References for this adapted model include Auerbach's Wilderness Medicine, RCSEd Faculty of Pre-Hospital Care, WEM E-Book, and WEM Faculty. The refined interpretation of the trauma survey is shaped by real-world experiences, not just textbooks.
In conclusion, the adapted ABCDE model for primary trauma care in remote environments provides a field-ready model that better aligns with the unique challenges of wilderness and austere medical care. By prioritizing scene safety, controlling catastrophic hemorrhage, and planning for evacuation, this approach offers a more effective and efficient means of providing care in remote and austere environments.
References:
- Auerbach, P. D. (2017). Wilderness Medicine: Emergency Care in Remote and Austere Environments. Elsevier Health Sciences.
- RCSEd Faculty of Pre-Hospital Care. (2017). Pre-Hospital Trauma Life Support (PHTLS). Royal College of Surgeons of Edinburgh.
- World Extreme Medicine (WEM). (n.d.). Wilderness and Expedition Medicine Courses. Retrieved from https://www.worldextrememedicine.com/courses/
- In addition to standard trauma care courses, one might consider health-and-wellness courses focusing on fitness-and-exercise to prepare for wilderness expeditions, ensuring physical readiness for remote and unpredictable environments.
- Those participating in wilderness medicine courses can gain practical skills in disaster response, learning how to prioritize scene safety and address catastrophic hemorrhage in life-threatening situations, such as those occurs in space or desert settings.

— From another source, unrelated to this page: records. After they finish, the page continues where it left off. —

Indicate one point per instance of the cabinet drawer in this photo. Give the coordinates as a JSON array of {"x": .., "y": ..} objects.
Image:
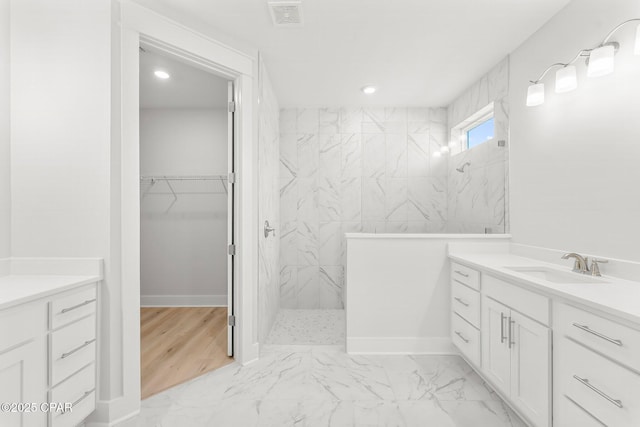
[
  {"x": 610, "y": 338},
  {"x": 71, "y": 307},
  {"x": 465, "y": 275},
  {"x": 602, "y": 387},
  {"x": 78, "y": 390},
  {"x": 466, "y": 302},
  {"x": 72, "y": 347},
  {"x": 21, "y": 324},
  {"x": 526, "y": 302},
  {"x": 570, "y": 414},
  {"x": 466, "y": 338}
]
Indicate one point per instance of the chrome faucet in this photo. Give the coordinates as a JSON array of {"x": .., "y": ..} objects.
[{"x": 581, "y": 265}]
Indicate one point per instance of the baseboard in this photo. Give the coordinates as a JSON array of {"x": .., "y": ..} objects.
[
  {"x": 400, "y": 345},
  {"x": 183, "y": 300}
]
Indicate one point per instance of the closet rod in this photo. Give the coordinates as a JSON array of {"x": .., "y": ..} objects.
[{"x": 184, "y": 177}]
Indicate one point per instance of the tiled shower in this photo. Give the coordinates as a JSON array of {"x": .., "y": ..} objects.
[{"x": 380, "y": 170}]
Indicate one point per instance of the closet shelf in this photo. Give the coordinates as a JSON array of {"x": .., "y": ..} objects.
[{"x": 152, "y": 180}]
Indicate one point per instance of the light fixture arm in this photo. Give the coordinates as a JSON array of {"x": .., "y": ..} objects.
[
  {"x": 612, "y": 32},
  {"x": 584, "y": 52}
]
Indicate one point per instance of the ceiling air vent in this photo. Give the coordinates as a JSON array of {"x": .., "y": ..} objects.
[{"x": 286, "y": 13}]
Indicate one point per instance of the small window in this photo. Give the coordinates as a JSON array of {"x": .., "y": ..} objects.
[{"x": 480, "y": 133}]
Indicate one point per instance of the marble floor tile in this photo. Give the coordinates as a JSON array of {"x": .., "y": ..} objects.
[
  {"x": 310, "y": 327},
  {"x": 321, "y": 385}
]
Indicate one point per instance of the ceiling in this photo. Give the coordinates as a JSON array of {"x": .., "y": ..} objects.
[
  {"x": 188, "y": 87},
  {"x": 417, "y": 52}
]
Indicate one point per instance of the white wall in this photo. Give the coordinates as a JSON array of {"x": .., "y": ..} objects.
[
  {"x": 398, "y": 291},
  {"x": 269, "y": 205},
  {"x": 183, "y": 244},
  {"x": 5, "y": 134},
  {"x": 574, "y": 159}
]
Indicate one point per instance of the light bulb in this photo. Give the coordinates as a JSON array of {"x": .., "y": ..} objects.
[
  {"x": 161, "y": 74},
  {"x": 601, "y": 61},
  {"x": 535, "y": 94},
  {"x": 566, "y": 79}
]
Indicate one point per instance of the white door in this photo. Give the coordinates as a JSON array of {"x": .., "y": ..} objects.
[
  {"x": 496, "y": 355},
  {"x": 531, "y": 368},
  {"x": 23, "y": 379},
  {"x": 230, "y": 216}
]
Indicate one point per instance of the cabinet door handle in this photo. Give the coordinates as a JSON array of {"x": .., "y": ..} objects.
[
  {"x": 86, "y": 343},
  {"x": 461, "y": 337},
  {"x": 598, "y": 334},
  {"x": 461, "y": 301},
  {"x": 81, "y": 398},
  {"x": 461, "y": 273},
  {"x": 82, "y": 304},
  {"x": 586, "y": 382},
  {"x": 511, "y": 341}
]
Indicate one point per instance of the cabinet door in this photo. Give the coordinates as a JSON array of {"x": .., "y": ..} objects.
[
  {"x": 496, "y": 357},
  {"x": 23, "y": 380},
  {"x": 530, "y": 368}
]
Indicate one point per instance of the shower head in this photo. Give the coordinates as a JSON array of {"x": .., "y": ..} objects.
[{"x": 461, "y": 168}]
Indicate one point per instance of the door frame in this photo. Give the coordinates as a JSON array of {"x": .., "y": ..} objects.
[{"x": 140, "y": 25}]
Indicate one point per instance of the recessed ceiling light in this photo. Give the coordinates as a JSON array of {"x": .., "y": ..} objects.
[
  {"x": 369, "y": 90},
  {"x": 161, "y": 74}
]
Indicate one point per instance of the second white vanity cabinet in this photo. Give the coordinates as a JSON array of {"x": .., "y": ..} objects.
[
  {"x": 516, "y": 347},
  {"x": 48, "y": 355}
]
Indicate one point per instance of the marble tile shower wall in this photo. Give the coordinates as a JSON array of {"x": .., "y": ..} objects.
[
  {"x": 478, "y": 197},
  {"x": 350, "y": 170}
]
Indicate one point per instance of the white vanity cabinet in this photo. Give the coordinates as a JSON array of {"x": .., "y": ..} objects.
[
  {"x": 597, "y": 365},
  {"x": 23, "y": 363},
  {"x": 465, "y": 312},
  {"x": 48, "y": 355},
  {"x": 516, "y": 347}
]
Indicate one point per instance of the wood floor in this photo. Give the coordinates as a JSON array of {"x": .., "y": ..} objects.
[{"x": 179, "y": 344}]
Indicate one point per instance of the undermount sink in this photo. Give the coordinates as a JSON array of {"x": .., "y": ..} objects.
[{"x": 555, "y": 276}]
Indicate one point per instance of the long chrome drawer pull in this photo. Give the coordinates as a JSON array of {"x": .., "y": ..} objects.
[
  {"x": 511, "y": 341},
  {"x": 461, "y": 337},
  {"x": 586, "y": 382},
  {"x": 462, "y": 283},
  {"x": 461, "y": 273},
  {"x": 86, "y": 393},
  {"x": 461, "y": 301},
  {"x": 585, "y": 411},
  {"x": 598, "y": 334},
  {"x": 86, "y": 343},
  {"x": 82, "y": 304}
]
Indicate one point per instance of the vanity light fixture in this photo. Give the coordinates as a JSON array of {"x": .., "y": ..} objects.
[
  {"x": 599, "y": 61},
  {"x": 369, "y": 90},
  {"x": 161, "y": 74}
]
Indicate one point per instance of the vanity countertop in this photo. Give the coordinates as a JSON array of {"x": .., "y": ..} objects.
[
  {"x": 20, "y": 289},
  {"x": 615, "y": 296}
]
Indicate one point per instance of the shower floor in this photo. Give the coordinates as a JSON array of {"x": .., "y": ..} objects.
[{"x": 308, "y": 327}]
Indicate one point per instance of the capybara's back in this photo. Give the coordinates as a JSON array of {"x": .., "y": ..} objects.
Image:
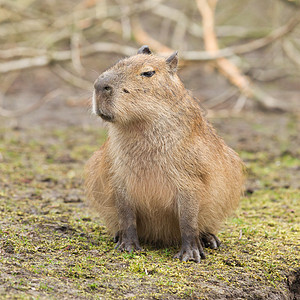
[{"x": 163, "y": 175}]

- Henry County Search and Rescue team members have undergone training in the adapted ABCDE model for trauma care, allowing them to respond effectively to incidents in the wilderness or remote locations, ensuring the well-being of both rescue workers and patients.
- The science of wilderness medicine continues to evolve, incorporating advances in healthcare, medicine, and emergency response to better serve those living or working in remote, austere, and difficult-to-access locations, such as the Arctic or deep desert.
- Seeking emergency medical care in a remote wilderness area can be challenging, but with the implementation of the adapted ABCDE model and strong disaster response strategies, patients can receive high-quality treatment in even the most inhospitable locations, such as high-altitude peaks or desolate deserts.
- To better prepare for emergencies in the wilderness, individuals may seek remote survival training courses that teach essential skills such as identifying edible plants, building shelter, and navigating using a compass and maps, in addition to relying on modern technologies like satellite phones and GPS devices.
- In the aftermath of a disaster or emergency in a remote setting, healthcare professionals and rescue teams can play a crucial role in delivering vital medical care, implementing evacuation plans, and ensuring the health and well-being of survivors, offering a beacon of hope in even the most difficult circumstances.